The power of metadata is two-fold. First it allows for classification of information it describes. This classification makes possible the filtering of information that is not interesting to the analyst. This much data is useless without a way to group information into logical divisions and then essentially ignore everything else you are not interested in. The second power is that it makes possible identifying relationships between information that you would otherwise not see as connected.
Crime shows have been educating the public on this for years. The detectives get a list of suspects as starting point with the same modus operandi.(classification) They then cross-reference that list with the location data from their phones at the time of the crime.(phone call metadata) Now from the list of all possible suspects that you could look at the list is narrowed to a manageable few to investigate with other means. You can also use other metadata, who else have they texted or called to establish relationships. Then associate those people with location data to identify possible accomplices. All of this done from the comfort of your data center.
Notice in this example I use a past event – the crime – as the context for the relationships. What happens though when you try and use this same data in a predictive mode. You can still create the web of relationships and touch points but without more information about the context why these relationships matter must be inferred. I text a man every seven days who happens to be a drug dealer. I could be scheduling a drop or he could just be running a lawn service too and I need help with a different kind of grass.

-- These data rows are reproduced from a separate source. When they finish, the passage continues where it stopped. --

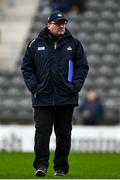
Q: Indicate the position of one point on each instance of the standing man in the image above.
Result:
(54, 69)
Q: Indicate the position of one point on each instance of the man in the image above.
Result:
(54, 69)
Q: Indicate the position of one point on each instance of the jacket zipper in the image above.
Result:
(55, 46)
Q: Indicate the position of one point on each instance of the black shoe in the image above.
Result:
(59, 172)
(41, 171)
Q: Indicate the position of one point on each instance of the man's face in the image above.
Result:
(57, 28)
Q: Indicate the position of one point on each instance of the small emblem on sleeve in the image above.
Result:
(31, 42)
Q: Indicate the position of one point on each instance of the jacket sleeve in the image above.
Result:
(28, 68)
(80, 67)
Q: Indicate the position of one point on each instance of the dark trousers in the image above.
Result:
(45, 118)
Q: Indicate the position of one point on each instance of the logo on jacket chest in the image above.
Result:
(42, 48)
(69, 48)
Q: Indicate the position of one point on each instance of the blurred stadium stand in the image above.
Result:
(99, 30)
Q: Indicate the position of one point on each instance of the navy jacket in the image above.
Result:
(45, 70)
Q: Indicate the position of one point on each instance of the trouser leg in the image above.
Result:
(62, 128)
(43, 118)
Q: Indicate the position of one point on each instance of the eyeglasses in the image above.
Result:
(59, 23)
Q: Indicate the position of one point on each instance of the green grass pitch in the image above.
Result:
(82, 166)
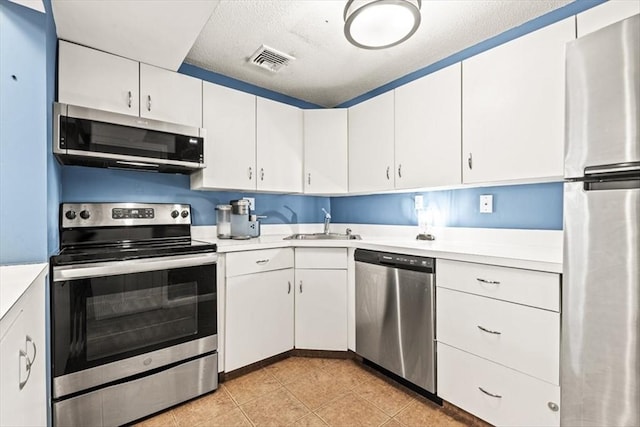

The experts will tell you that analysis of the other data in our respective networks will increase or decrease the likelihood that I am involved in illegal behavior. In order for that to work though you must have everybody’s data, not just those that are of immediate interest. The point here is that while the tools have an increasing degree of accuracy in predictive capability with more data – it remains an inference. A guess. An accusation without anymore evidence than a passing business relationship.
How do you solve for that? The natural next step is more data. Data that will provide the context needed to establish a threat. The content of the calls and messages themselves and it will be what is captured next. The technology for capturing and automatically analyzing that is an advancing as well and this is critical. As impressive as the numbers around the records being collected are they are trivial when compared to the number of one and zeros that make up calls themselves.